Cartographie par télédétection hyperspectrale : Principes de la méthode

Une image hyperspectrale est composée d’un empilement de plusieurs centaines de bandes spectrales (Figure 1). Ces bandes adjacentes de quelques nanomètres de largeur, permettent de réaliser un échantillonnage continu du spectre lumineux, sur une gamme de longueurs d’ondes s’étendant généralement de l’ultraviolet au proche infrarouge (400 à 1000 nm, jusqu’à plus de 2500 nm pour certains capteurs). Acquises depuis un vecteur aéroporté volant à basse altitude, elles sont de résolutions spatiales décimétriques à métriques, ce qui permet une bonne reconnaissance des objets au sol.
La haute résolution spectrale de ces images aéroportées permet, après application des corrections atmosphériques, de reconstituer finement le spectre de réflectance des objets, avec une résolution proche de celle enregistrée par un spectroradiomètre au niveau du sol.

 

Une «image» hyperspectrale peut donc a priori, mieux qu’une simple photographie aérienne qui ne permet pas de différencier les différentes longueurs d’ondes (elle ne restitue, tout comme le perçoit l’œil humain, qu’une composition colorée de trois larges bandes spectrales s’inscrivant dans le «visible»), permettre d’identifier la nature des objets ou structures, à la condition que leur «signature spectrale» soit connue.
En effet, les objets ou structures n’absorbent pas tous de la même manière la lumière solaire incidente : l’absorption se fait à des longueurs d’ondes préférentielles, ce qui a pour conséquence que la réflectance mesurée (part réémise, ou réfléchie, de la lumière incidente) est variable avec la longueur d’onde (on parle de spectre de réflectance).

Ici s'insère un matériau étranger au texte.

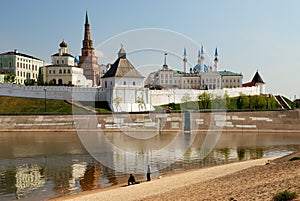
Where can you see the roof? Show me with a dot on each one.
(257, 78)
(20, 54)
(249, 84)
(228, 73)
(122, 68)
(64, 54)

Ce spectre est dépendant de la nature et de la composition de la cible analysée. Chaque objet peut donc en théorie être identifié à partir de son niveau de réflectance et du panel de longueurs d’ondes auxquelles il absorbe ou renvoie le rayonnement. Chaque type d’objet, chaque type de structure, possède ainsi une «signature hyperspectrale» qui lui est propre (Figure 2).

 

L’un des objectifs du projet SPECTRHABENT-OI est donc de :

  • constituer une banque de signatures hyperspectrales, contenant les signatures de toutes les structures, types de fonds, développements coralliens ou algaux… caractéristiques des zones littorales et subtidales des îles françaises de l’océan Indien (Figure 3),
  • pouvoir ré-identifier de façon automatisée, via une chaîne de traitement informatique de reconnaissance/discrimination de spectres qui est à développer, ces structures à partir des images hyperspectrales acquises par avion,
  • cartographier, de manière automatisée et globale, les structures ou objets «reconnus», et de constituer des cartes dites «d’habitats benthiques».

 

L’autre objectif de SPECTRHABENT-OI est de vérifier l’efficacité de la méthode et des chaînes de traitement développées. Les cartographies ainsi réalisées devront donc être validées, par confrontation des structures «prédites» (i.e. définies par le calcul) avec les structures réelles (que l’on identifiera en plongée, dans le cadre d’opérations qualifiées de «Vérité Terrain»). Le niveau de concordance entre prévisions et Vérité Terrain permettra d’évaluer l’efficacité de la méthode, et d’envisager les modifications à y apporter afin de minimiser les coûts et durées d’acquisition et de traitement des données, tout en permettant d’obtenir la précision et la sensibilité (capacité de discrimination entre les différentes structures) souhaitées.